Based on the novel by Richard Llewellyn, it’s set in the late 1800s (fictional) Welsh coal mining valley of Cwm Rhondda and covers several years in the lives of the proud Morgan family, stalwarts in the village, as conditions gradually shift from relative abundance and harmony to poverty and communal decay. It’s a very bittersweet picture, filled with sadness and not a little tragedy, though also with glimmers of hope and love of community.
It’s very much about people struggling to come together and think of the greater good beyond their own individual needs and wants, and that’s a message I think resonated powerfully with audiences and Academy voters as their soldiers headed off to war.
It stars Maureen O’Hara as Angharad, the only daughter of the Morgan clan, and Walter Pidgeon as Mr. Gruffydd, the young(ish) and idealistic local pastor, who fall in love together but never consummate their relationship, leading to despair and ostracism. Roddy McDowell, already a veteran child actor, plays Huw, the youngest Morgan and the narrator/lens through whom the story is told.

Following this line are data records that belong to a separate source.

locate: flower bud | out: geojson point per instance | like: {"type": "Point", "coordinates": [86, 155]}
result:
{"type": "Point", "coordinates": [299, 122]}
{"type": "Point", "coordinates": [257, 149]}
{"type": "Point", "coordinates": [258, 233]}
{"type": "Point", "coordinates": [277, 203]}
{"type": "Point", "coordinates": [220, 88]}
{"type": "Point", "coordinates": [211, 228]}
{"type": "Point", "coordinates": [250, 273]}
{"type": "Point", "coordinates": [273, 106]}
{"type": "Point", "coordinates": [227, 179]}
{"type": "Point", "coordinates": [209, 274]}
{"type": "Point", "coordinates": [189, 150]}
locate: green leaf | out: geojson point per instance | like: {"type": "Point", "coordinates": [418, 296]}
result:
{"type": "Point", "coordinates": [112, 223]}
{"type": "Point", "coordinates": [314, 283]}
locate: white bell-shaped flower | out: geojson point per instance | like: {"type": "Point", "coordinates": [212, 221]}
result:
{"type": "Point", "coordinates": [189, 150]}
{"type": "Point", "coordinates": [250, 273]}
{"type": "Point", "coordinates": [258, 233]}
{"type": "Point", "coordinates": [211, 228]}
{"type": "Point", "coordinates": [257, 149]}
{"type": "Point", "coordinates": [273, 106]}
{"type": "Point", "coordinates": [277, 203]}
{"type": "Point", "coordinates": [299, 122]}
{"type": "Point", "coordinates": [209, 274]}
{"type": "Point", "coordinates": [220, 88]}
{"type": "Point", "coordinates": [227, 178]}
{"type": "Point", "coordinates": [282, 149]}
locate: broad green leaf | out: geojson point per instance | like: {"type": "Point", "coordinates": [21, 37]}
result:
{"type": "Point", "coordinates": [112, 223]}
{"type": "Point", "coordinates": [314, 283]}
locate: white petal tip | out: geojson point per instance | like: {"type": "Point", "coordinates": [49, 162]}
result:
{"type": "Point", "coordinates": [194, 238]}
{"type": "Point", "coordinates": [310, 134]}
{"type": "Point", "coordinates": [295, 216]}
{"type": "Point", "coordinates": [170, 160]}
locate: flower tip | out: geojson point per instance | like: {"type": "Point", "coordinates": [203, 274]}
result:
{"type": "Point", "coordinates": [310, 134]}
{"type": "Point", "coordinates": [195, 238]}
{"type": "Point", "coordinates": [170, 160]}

Ironically, none of them received Oscar nominations, though the actors playing the elder Morgans, Donald Crisp and Sara Allgood, both did, with Crisp winning the supporting actor award. “Valley” also won for director John Ford, art direction and cinematography (Arthur Miller). Other nominations included Philip Dunne’s screenplay, editing, musical score (Alfred Newman) and sound recording.
(Random trivia: I’ve held Ford’s directing Oscar statuette for “Valley,” one of three I’ve been privileged to do so in my life. The other two were William Goldman’s screenwriting Academy Awards. They really are heavier than you’d think.)
There’s a gorgeous poetry to the dialogue and narration, which acts as a bookend framing device, told roughly 40 years later when Huw is finally leaving the valley, now a sad and barren place covered in coal slag. A gifted boy and the first in the family to be sent to ‘national school’ a few valleys over, Huw was offered the chance to become a scholar but stubbornly followed in the film’s grimy tradition working at the mining colliery.
There’s a magical scene where Huw’s father, Gwilym (Crisp), offers the boy the choice of accepting a scholarship and he insists on following in the footsteps of his father and five older brothers in becoming a miner. For just a moment, there’s a light of profound satisfaction in the elder Morgan’s eye; but then realism intrudes as he realizes this decision will condemn Huw to the same life of perpetual dirt and danger deep under the ground.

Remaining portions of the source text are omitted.